In its current draft, the proposal would apply to new top hires, and it would exempt current department heads and some second-tier assistants in line for promotions. Wolken said she would like to have an ordinance in place before the city hires its Development Services director, likely sometime in March, and she considers the proposal a starting point.
“I think there are compelling reasons why we want senior staff in certain departments like streets and Public Works and Development Services to live in the city, but I was just comfortable starting here,” Wolken said.
Municipalities may require all employees to live in the city limits, but in Missoula, the mandate would be difficult for lower-paid staff because of the cost of housing inside the city, according to City Attorney Jim Nugent.
But even rookie police officers earn $49,092, according to the city communications director. The salary range for officers runs from the rookie’s starting point to $68,148; sergeants earn from $65,832 to $80,088; lieutenants make from $81,732 to $82,860; and captains pull in $84,643.
The level of support for the residency requirement varied among committee members, although all but Councilman Jon Wilkins voted in favor of the public hearing. Wilkins opposed the measure namely because he fears it will hurt the city’s ability to hire the best internal candidates for open jobs if some employees who are second in command live in the county.
“Maybe then, we’re not getting the best people for the job,” Wilkins said. “I guess that’s kind of what bothers me.”
But Councilors Jason Wiener and Alex Taft were in favor of the idea, and Taft said he’s seen the requirement in other places.
In Boston, for instance, he witnessed a “Reside or Resign” campaign, and every leader but the head of public works moved into the city. Taft said someone tapped for promotion has an opportunity to move into the city, and “it’s not like it’s another country or something.”

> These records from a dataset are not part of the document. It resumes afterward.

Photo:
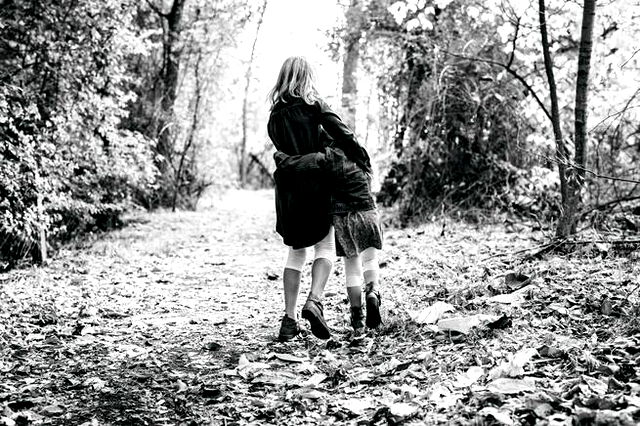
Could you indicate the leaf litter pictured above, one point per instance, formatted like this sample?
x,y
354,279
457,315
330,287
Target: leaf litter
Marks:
x,y
172,320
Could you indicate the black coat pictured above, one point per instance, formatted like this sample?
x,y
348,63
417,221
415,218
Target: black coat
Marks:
x,y
350,186
303,205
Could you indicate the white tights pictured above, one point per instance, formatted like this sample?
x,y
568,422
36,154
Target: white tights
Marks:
x,y
356,267
323,249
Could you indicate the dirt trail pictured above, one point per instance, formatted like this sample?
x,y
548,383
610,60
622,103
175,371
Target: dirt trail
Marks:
x,y
172,320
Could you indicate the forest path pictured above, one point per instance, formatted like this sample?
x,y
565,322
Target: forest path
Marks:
x,y
172,320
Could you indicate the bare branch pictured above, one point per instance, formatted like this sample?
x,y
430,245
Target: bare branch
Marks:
x,y
510,71
156,9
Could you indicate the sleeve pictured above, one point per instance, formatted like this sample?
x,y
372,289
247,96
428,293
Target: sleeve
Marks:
x,y
312,163
344,138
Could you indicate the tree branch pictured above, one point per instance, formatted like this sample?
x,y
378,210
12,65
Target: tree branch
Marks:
x,y
156,9
511,71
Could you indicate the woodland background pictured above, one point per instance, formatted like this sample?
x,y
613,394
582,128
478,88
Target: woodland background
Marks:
x,y
505,136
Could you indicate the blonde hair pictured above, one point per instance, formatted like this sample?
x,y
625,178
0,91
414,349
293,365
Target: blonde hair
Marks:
x,y
296,79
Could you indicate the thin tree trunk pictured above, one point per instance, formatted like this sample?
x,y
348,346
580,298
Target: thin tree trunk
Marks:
x,y
171,27
242,169
194,127
351,59
582,88
572,204
561,150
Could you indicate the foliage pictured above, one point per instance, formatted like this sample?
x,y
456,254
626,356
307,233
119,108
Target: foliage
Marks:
x,y
458,132
173,321
180,120
466,101
63,95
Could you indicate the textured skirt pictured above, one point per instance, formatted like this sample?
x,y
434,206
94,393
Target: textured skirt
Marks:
x,y
356,231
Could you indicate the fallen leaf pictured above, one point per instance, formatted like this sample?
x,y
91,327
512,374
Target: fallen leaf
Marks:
x,y
500,416
403,409
53,410
514,365
315,380
464,324
357,405
290,358
516,281
469,377
597,386
431,314
442,397
509,386
513,298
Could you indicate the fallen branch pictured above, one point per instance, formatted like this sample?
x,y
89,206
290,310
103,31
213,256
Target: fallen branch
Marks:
x,y
553,245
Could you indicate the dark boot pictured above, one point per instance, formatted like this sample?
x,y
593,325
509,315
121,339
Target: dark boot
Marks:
x,y
372,298
312,311
288,329
357,320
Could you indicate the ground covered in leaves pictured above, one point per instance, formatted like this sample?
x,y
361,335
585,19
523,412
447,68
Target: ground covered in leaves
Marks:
x,y
173,319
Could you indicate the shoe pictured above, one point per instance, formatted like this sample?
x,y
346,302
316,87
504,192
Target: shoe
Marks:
x,y
288,329
357,320
312,311
372,298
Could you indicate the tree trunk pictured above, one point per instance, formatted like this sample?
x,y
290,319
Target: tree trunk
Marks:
x,y
568,222
561,150
351,59
242,168
177,186
172,26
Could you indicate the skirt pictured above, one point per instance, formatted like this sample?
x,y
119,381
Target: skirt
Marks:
x,y
356,231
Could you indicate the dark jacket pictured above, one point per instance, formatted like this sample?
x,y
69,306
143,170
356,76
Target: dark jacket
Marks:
x,y
350,186
303,204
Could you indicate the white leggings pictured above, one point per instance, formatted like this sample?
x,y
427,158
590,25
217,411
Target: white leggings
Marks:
x,y
366,261
323,249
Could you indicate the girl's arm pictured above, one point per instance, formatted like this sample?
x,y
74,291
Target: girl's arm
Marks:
x,y
344,137
314,162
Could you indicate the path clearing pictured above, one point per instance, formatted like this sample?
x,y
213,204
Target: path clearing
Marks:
x,y
172,320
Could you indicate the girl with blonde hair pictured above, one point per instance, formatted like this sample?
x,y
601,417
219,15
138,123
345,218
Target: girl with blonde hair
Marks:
x,y
301,123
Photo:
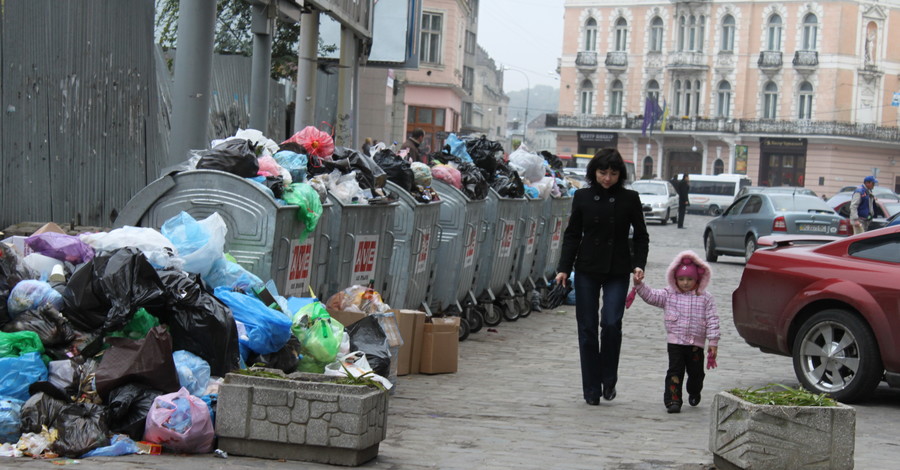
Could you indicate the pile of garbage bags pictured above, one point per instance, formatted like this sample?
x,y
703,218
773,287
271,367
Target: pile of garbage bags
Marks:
x,y
114,341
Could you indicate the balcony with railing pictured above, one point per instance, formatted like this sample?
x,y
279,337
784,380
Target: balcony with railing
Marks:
x,y
617,60
688,60
586,60
762,127
808,60
769,60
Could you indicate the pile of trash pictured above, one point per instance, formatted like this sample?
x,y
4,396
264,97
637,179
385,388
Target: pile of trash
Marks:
x,y
116,342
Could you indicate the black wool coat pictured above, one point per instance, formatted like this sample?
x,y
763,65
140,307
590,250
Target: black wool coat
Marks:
x,y
596,239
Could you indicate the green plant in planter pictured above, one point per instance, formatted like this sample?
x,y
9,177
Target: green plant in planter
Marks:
x,y
782,395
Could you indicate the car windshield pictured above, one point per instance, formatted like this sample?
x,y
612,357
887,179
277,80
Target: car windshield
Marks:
x,y
789,203
649,188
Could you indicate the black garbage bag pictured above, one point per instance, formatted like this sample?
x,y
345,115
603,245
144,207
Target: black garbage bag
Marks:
x,y
199,322
50,325
285,359
397,169
236,156
128,408
368,336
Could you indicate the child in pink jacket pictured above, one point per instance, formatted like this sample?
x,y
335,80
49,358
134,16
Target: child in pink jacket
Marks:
x,y
691,320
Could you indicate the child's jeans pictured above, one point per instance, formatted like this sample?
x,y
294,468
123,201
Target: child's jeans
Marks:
x,y
683,357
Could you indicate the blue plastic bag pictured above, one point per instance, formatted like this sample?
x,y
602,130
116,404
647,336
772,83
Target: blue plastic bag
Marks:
x,y
193,372
265,330
18,373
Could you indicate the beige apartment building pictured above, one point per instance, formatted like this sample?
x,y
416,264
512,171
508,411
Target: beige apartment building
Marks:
x,y
798,93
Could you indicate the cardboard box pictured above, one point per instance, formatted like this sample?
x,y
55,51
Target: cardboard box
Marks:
x,y
440,346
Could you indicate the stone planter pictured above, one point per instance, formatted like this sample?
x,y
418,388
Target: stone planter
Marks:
x,y
300,418
746,436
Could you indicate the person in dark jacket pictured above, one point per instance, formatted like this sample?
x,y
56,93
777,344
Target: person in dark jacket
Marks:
x,y
595,244
683,187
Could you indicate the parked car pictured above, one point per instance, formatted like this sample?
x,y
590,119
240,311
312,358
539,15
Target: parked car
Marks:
x,y
831,307
756,215
659,198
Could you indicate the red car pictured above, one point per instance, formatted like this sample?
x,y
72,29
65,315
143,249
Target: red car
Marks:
x,y
834,308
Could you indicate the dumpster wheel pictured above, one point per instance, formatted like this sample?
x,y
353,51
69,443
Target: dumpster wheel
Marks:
x,y
491,315
509,309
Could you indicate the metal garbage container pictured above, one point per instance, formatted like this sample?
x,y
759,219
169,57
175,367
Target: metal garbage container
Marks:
x,y
415,231
261,234
460,241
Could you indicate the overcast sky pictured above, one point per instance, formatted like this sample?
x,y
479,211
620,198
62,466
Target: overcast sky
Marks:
x,y
525,35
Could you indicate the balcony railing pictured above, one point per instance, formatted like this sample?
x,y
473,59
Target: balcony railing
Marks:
x,y
806,59
586,60
679,126
769,60
617,59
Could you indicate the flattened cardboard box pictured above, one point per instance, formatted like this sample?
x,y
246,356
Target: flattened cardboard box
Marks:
x,y
440,346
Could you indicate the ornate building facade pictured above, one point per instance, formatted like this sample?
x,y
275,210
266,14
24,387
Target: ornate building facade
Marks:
x,y
796,93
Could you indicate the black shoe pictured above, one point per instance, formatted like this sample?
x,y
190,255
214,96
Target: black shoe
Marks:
x,y
609,393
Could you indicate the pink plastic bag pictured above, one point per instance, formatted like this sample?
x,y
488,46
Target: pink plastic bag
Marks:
x,y
180,421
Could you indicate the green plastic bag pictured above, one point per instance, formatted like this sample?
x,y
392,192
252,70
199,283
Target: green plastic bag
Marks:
x,y
309,206
20,342
320,337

“I think it gives our citizens assurance that the leaders have skin in the game, as they say,” Taft said.
Wiener also backed the proposal, and he used the Development Services director as an example. That individual should live within the city limits – and under the regulations he or she is creating and administering.

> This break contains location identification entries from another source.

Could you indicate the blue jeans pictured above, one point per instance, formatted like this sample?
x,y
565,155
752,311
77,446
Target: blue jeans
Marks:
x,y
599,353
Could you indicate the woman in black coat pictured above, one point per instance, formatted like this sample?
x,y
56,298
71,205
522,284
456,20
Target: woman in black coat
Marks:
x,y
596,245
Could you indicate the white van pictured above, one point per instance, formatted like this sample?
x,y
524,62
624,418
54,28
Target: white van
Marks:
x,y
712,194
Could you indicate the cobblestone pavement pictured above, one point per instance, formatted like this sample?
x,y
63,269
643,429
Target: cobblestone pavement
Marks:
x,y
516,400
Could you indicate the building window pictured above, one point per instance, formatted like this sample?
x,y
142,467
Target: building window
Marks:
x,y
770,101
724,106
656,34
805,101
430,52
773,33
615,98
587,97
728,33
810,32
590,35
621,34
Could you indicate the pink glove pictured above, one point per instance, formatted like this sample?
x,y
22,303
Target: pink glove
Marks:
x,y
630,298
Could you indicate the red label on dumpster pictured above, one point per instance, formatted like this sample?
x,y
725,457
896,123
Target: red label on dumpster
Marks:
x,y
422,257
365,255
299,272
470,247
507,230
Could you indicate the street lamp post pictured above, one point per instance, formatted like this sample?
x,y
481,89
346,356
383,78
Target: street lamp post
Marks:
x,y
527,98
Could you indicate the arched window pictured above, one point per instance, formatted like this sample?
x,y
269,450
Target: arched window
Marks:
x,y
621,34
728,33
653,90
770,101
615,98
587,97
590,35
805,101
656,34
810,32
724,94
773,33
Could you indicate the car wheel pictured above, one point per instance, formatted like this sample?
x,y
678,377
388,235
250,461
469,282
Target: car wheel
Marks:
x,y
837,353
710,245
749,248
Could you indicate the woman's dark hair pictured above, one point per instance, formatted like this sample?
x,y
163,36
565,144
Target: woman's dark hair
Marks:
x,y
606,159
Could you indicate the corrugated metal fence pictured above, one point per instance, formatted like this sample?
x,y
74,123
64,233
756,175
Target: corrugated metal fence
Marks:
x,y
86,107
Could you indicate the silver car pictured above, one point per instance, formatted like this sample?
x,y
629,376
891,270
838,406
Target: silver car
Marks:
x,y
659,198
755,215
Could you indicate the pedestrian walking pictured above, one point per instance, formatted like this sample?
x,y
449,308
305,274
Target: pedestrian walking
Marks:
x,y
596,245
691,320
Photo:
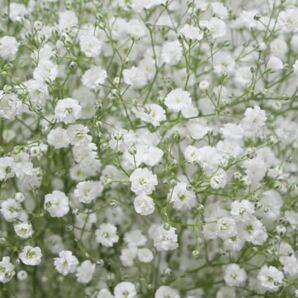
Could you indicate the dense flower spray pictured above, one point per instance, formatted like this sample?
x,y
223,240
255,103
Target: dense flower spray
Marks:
x,y
149,148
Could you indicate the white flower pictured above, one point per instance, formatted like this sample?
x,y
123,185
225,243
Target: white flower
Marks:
x,y
11,210
45,70
232,132
78,134
106,235
165,239
143,181
94,77
135,76
288,21
67,110
171,52
88,191
197,129
6,270
151,113
38,92
145,255
90,45
104,293
144,205
10,105
8,47
6,168
216,27
135,238
31,256
58,138
56,203
253,122
181,197
67,20
226,227
136,29
223,63
128,256
85,272
242,209
234,276
253,231
166,292
275,63
66,262
219,179
191,154
125,290
191,32
24,230
139,5
178,100
270,278
219,10
209,159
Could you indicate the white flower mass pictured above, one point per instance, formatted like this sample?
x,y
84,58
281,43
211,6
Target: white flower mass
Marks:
x,y
149,148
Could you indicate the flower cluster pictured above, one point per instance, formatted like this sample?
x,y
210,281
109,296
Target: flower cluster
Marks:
x,y
149,148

“If you work for the city and the people in the city, (then) you should be among them,” Wiener said.
Wolken said she took future hires into consideration when she included in the draft exemptions for the assistant police and fire chiefs, and she said the next generations of top officials will have time to decide if they want those promotions and plan accordingly.
So far, the positions being considered for the requirement are the following, although jobs could be added or removed: chief administrative officer, city attorney, city clerk, city finance director, police chief, fire chief, Development Services director, Missoula Redevelopment Agency director, Parking Commission director, Parks and Recreation director, Public Works director and city engineer.